– Zarevich -dijo Murzin, mientras giraba el negro Volga para salir del Kremlin y meterse en fuerte tráfico de aquella hora de la tarde en Prechistenskaya Naberezhnaya, la amplia avenida que bordeaba el río Moscú. Con una mano al volante se sacó un papel doblado del bolsillo y se lo dio a Alexander, sentado en el asiento de atrás-. Una copia del visado de Nicholas Marten.
Alexander lo abrió rápidamente y miró el rostro con barba que lo miraba desde el papel. Era una cara delgadísima, prácticamente tapada por la barba que ocultaba la mayor parte de sus facciones. Tenía los ojos un poco desviados, como si lo hubiera hecho aposta. A pesar de todo, no cabía ninguna duda sobre su identidad y en aquel momento Murzin se lo confirmó:
– Su pasaporte es una copia del anterior. Nació en Vermont, Estados Unidos. Su domicilio actual es la Universidad de Manchester, Inglaterra. Es el hermano de la zarina.
Todavía con el papel en la mano, Alexander miró por la ventana y Moscú se le hizo borroso.
– Zarevich. -Murzin lo miraba por el retrovisor-. ¿Estáis bien?
Por un largo instante no hubo reacción, y luego los ojos de Alexander se desviaron hacia él.
– Tsarkoe Selo -dijo, con fuerza-. Llévense a la zarina y a la baronesa allí ahora, esta noche, en helicóptero.
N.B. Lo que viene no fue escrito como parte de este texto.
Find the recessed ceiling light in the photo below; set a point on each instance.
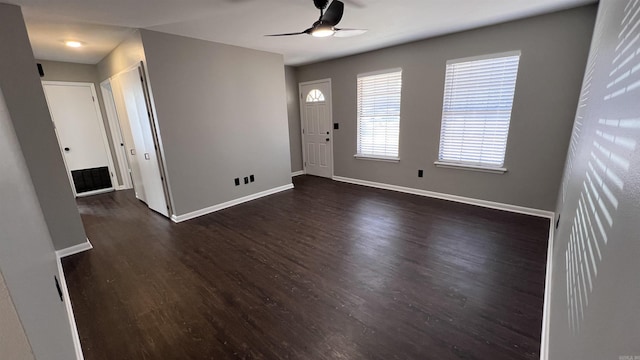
(73, 43)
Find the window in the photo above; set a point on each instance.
(379, 114)
(478, 96)
(315, 95)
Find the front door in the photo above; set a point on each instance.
(81, 135)
(315, 105)
(144, 148)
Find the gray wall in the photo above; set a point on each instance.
(595, 305)
(13, 341)
(554, 52)
(27, 259)
(63, 71)
(26, 103)
(293, 111)
(127, 54)
(222, 114)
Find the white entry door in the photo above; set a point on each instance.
(317, 135)
(81, 136)
(138, 112)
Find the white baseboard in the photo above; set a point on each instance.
(544, 343)
(67, 303)
(456, 198)
(72, 250)
(211, 209)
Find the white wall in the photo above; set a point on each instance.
(13, 341)
(595, 289)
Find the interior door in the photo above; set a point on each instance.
(127, 136)
(315, 105)
(81, 135)
(145, 149)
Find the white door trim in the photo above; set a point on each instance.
(116, 135)
(103, 132)
(302, 102)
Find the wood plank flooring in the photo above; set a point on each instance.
(325, 271)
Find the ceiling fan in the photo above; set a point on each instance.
(326, 24)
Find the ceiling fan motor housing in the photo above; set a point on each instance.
(321, 4)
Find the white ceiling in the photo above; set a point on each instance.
(102, 24)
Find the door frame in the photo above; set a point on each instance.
(116, 135)
(103, 133)
(302, 125)
(155, 134)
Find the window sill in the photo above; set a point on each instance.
(480, 168)
(377, 158)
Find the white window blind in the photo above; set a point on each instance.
(379, 114)
(478, 97)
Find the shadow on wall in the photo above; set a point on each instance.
(612, 143)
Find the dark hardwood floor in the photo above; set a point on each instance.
(325, 271)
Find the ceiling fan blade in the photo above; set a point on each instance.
(334, 12)
(307, 32)
(356, 3)
(349, 32)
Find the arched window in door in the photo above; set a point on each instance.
(315, 95)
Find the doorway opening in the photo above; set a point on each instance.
(317, 127)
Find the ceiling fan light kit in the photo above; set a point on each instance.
(325, 26)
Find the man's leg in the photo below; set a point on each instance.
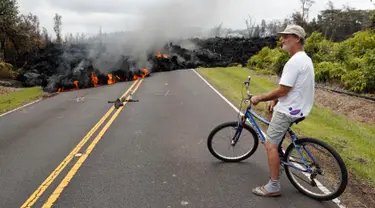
(273, 160)
(278, 126)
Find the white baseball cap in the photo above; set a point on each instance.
(294, 29)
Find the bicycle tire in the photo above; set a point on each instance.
(232, 124)
(339, 160)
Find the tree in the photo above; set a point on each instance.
(250, 26)
(57, 27)
(8, 17)
(256, 31)
(263, 28)
(305, 6)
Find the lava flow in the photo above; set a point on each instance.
(110, 79)
(159, 55)
(94, 79)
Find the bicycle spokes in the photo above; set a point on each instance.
(322, 172)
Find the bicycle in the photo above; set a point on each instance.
(310, 169)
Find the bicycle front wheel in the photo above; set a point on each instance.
(220, 141)
(329, 176)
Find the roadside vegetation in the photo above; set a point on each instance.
(19, 97)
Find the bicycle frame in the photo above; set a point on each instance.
(249, 115)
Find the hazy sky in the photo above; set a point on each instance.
(114, 15)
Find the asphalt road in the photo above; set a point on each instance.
(153, 155)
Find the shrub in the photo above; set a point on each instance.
(350, 63)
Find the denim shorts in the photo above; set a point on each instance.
(278, 126)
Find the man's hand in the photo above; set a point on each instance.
(255, 100)
(271, 105)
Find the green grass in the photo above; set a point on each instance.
(353, 140)
(18, 98)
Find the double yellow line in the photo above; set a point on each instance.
(50, 179)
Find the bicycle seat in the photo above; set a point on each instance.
(299, 120)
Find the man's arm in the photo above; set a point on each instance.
(274, 94)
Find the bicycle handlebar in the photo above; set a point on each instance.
(247, 83)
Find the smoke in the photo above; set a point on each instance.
(160, 22)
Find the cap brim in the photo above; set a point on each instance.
(285, 33)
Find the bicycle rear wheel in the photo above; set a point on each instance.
(248, 142)
(331, 174)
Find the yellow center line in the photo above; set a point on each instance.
(57, 192)
(48, 181)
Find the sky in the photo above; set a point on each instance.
(87, 16)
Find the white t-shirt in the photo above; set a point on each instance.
(298, 73)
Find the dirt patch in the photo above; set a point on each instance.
(355, 109)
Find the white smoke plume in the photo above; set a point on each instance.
(160, 22)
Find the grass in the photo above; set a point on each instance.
(15, 99)
(353, 140)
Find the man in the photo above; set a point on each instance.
(291, 100)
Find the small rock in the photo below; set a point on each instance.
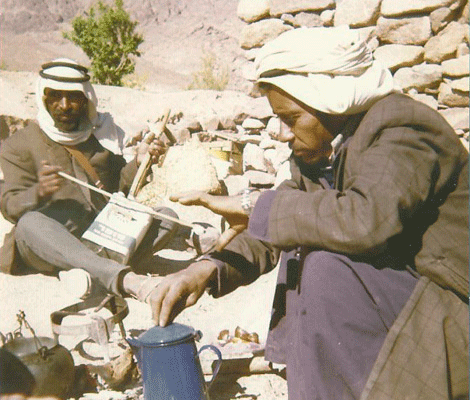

Les dirán que he sido convocado a una reunión urgente y que, teniendo en cuenta la creciente complicación de mi agenda y la atención mediática cada vez más apremiante sobre mí y la zarina, he querido liberarlas de todo esto. Nadie debe saber dónde están. Oficialmente se han ausentado de la ciudad y se encuentran en un destino desconocido para descansar antes de la coronación. Bajo ninguna circunstancia hay que informar a nadie, y en especial a la zarina, sobre Nicholas Marten.
– ¿Qué deseáis que hagamos con él?
– De este asunto me ocuparé personalmente.
29
Aeropuerto de Moscú-Sheremetyevo. 18:50 h
De nuevo, Nicholas Marten guardaba cola. Esta vez estaba en Moscú y la cola era para pasar por el control de pasaportes. En algún punto, al otro lado de las cabinas oficiales y de los agentes uniformados, lo esperaba Kovalenko. De momento, a Nicholas no le quedaba más remedio que esperar junto al más de un centenar de personas que como él debía pasar por el puesto de control.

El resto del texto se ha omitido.